La conclusione raggiunta dal giudice del gravame è in linea con la giurisprudenza di questa Corte, che anche di recente, ha avuto modo di precisare che “in tema di IRAP, a norma del combinato disposto D.Lgs. 15 dicembre 1997, n. 446, art. 2, comma 1, primo periodo, e art. 3, comma 1, lett. c), l’esercizio delle attività di lavoro autonomo di cui al D.P.R. 22 dicembre 1986, n. 917, art. 49, comma 1, è escluso dall’applicazione dell’imposta soltanto qualora si tratti di attività non autonomamente organizzata, requisito che ricorre – e la cui assenza deve essere provata dall’interessato – quando il contribuente sia, sotto qualsiasi forma, il responsabile dell’organizzazione, e, dunque, non risulti inserito in strutture organizzative riferibili ad altrui responsabilità ed interesse, ovvero impieghi beni strumentali eccedenti, secondo l’id quod plerumque accidit, il minimo indispensabile per l’esercizio dell’attività in assenza di organizzazione, o, comunque, si avvalga in modo non occasionale di lavoro altrui” (Cass. sez. V, 28.11.2014, n. 25311), non mancando la Suprema Corte di precisare, ancor più di recente, che “per la soggezione ad IRAP dei proventi di un lavoratore autonomo è necessario che la struttura organizzata di cui questi si avvalga faccia capo allo stesso non solo ai fini operativi, ma anche sotto il profilo organizzativo”, (Cass. sez. VI-V, 16.2.2017, n. 4080), aggiungendosi, da ultimo, che “in tema di IRAP, la sussistenza del requisito dell’autonoma organizzazione determina l’assoggettamento del lavoratore autonomo (nella specie, medico convenzionato con il servizio sanitario nazionale) all’imposta, indipendentemente dai riflessi immediati che la stessa cagiona sull’entità del suo reddito, dovendo il giudice del merito accertare, in concreto, i presupposti della fattispecie impositiva, in considerazione della eventuale eccedenza, rispetto al minimo indispensabile per l’esercizio della professione, della dotazione dei mezzi strumentali a disposizione del professionista e delle specifiche modalità qualitative e quantitative delle prestazioni lavorative di cui egli si avvale”, (Cass. sez.

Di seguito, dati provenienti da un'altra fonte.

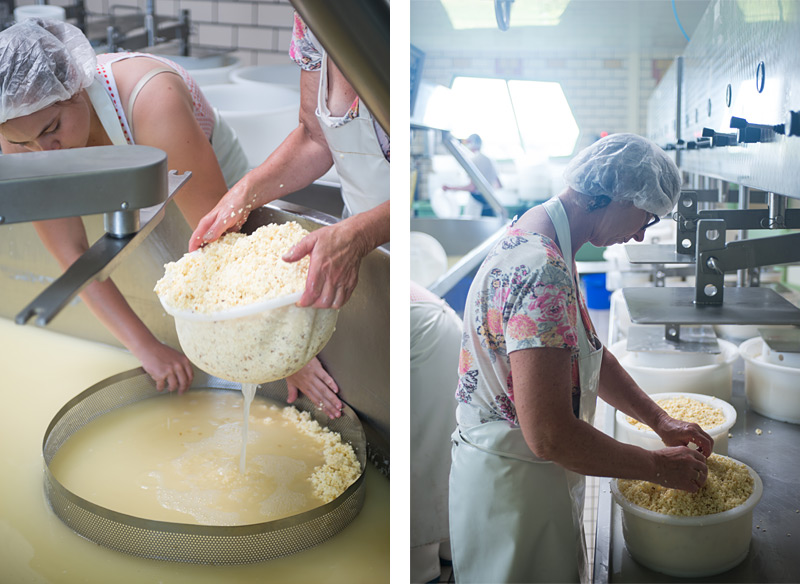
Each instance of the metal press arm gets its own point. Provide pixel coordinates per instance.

V, 27.6.2019, n. 17245; Cass. 2020 n. 214). Nel caso di specie risulta incontestato che il ricorrente non dispone di uno studio professionale proprio ed opera presso le strutture di colleghi, servendosi come nella specie degli strumenti professionali propri indispensabili.

Occorre allora ricordare ancora che questa Corte ha pure avuto modo di chiarire che “in tema di IRAP, la circostanza che il professionista operi presso due o più strutture materiali non è sufficiente a configurare un’autonoma organizzazione, se tali strutture siano semplicemente strumentali ad un migliore e più comodo esercizio dell’attività professionale” (Cass. sez. VI-V, 22.12.2016, n. 26651). Alla stregua delle considerazioni sopra esposte il ricorso va rigettato.

Le spese seguono la soccombenza e si liquidano in dispositivo secondo i criteri vigenti.

P.Q.M.

la Corte rigetta il ricorso; condanna la ricorrente al pagamento delle spese di lite che si liquidano in complessivi Euro 4000,00 oltre S.P.A..

Così deciso in Roma, il 24 settembre 2020.